Syed Hassan Tanwir Wasti wrote:
PML-N Nawaz Sharif is very popular in Punjab only therefore he deserves to be a represantative of Punjab province only. If Nawaz Sharif is a national leader than I invite him to contest election from Nazimabad Karachi against a common Pakistani. If he wins from this constituency than he will be a national leader. I have the honour of sitting with Mr Shaukat Aziz in economy class when he was finance minister.
Dear Wasti Sahab,
Same can be said about Chaudhary Shujaat Hussain [PML - Musharraf League]and Farooq Sattar [MQM] if they are told to contest Election from Larkana and Lahore respectively.
Dear Wasti Sahab, I wonder why you feel honoured while sitting besides Shaukat Aziz because in my humble opinion you are a far more honoured and respectable as compared to the Pervert Shaukat Aziz who has no self respect. Dear Wasti Sahab, you should have been ashamed for having been seated beside a Prime Minister who hadn't even any respect for the office he was holding. Read
When Aziz was ‘stared down’ by Rice By Qudssia Akhlaque
May 21, 2007 Monday Jamadi-ul-Awwal 04, 1428
ISLAMABAD, May 20: Prime Minister Shaukat Aziz has been mentioned in rather uncharitable terms in US Secretary of State Condoleezza Rice’s biography according to which when he tried to charm Dr Rice on her first trip to Pakistan in 2005, she “stared him down”.
The book titled: `Twice as Good: Condoleezza Rice and Her Path to Power’ by Newsweek Chief of Correspondents and Senior Editor Marcus Mabry has been recently launched in the United States.
Although the biography has been written by an independent journalist, the adjectives used for an incumbent prime minister appear to be unprecedented in their harshness.

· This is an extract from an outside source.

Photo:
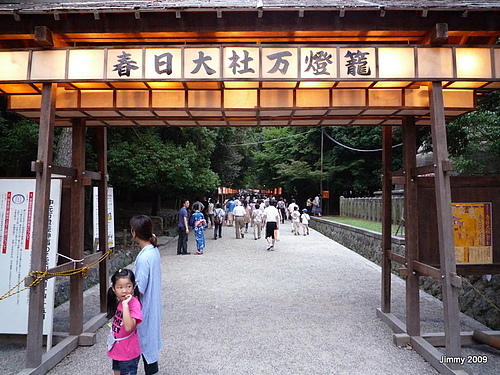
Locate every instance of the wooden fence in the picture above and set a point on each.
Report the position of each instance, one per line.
(371, 208)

Referring to Ms Rice’s first trip to South Asia in March 2005 during which she also visited Pakistan, the author writes: “Yet, when Rice sat down with Prime Minister Shaukat Aziz, who fancied himself a ladies’ man, Aziz puffed himself up and held forth in what he obviously thought was his seductive baritone. (He bragged – to Western diplomats, no less – that he could conquer any woman in two minutes.)
“(He tried) this Savile Row-suited gigolo kind of charm: `Pakistan is a country of rich traditions,’ staring in (Rice’s) eyes,” a participant at the meeting recalled.
“There was this test of wills where he was trying to use all his charms on her as a woman, and she just basically stared him down. By the end of the meeting, he was babbling.”
“The Pakistanis were shifting uncomfortably. And his voice visibly changed.” Some of the foreign men, the American official said, “They don’t get it …She has a really strong will, and I think people sometimes ‘misunderestimate’ her.”
There are also references to President Gen Pervez Musharraf in the book and how Ms Rice on her first trip to the region had serious items on her agenda, including “Pakistan’s weak efforts to root out the Taliban and Al Qaeda”.
“Then there were perpetual Pakistan-India tensions with Pakistan being a nuclear power that faced its own radical Islamists, as well as having its own ‘freedom deficit’, General Pervez Musharraf having come to power in a coup before being elected in widely boycotted elections.”
The author also mentions that Ms Rice had telephoned President Musharraf to explain that Washington was signing a new nuclear pact with India.
“The deal with Delhi, like Washington’s limited moves to stop the killing in Darfur, was a profoundly realist accommodation to the world as it was (the reality of a nuclear India) rather than as it should be (the ideal of non-proliferation.),” notes the author.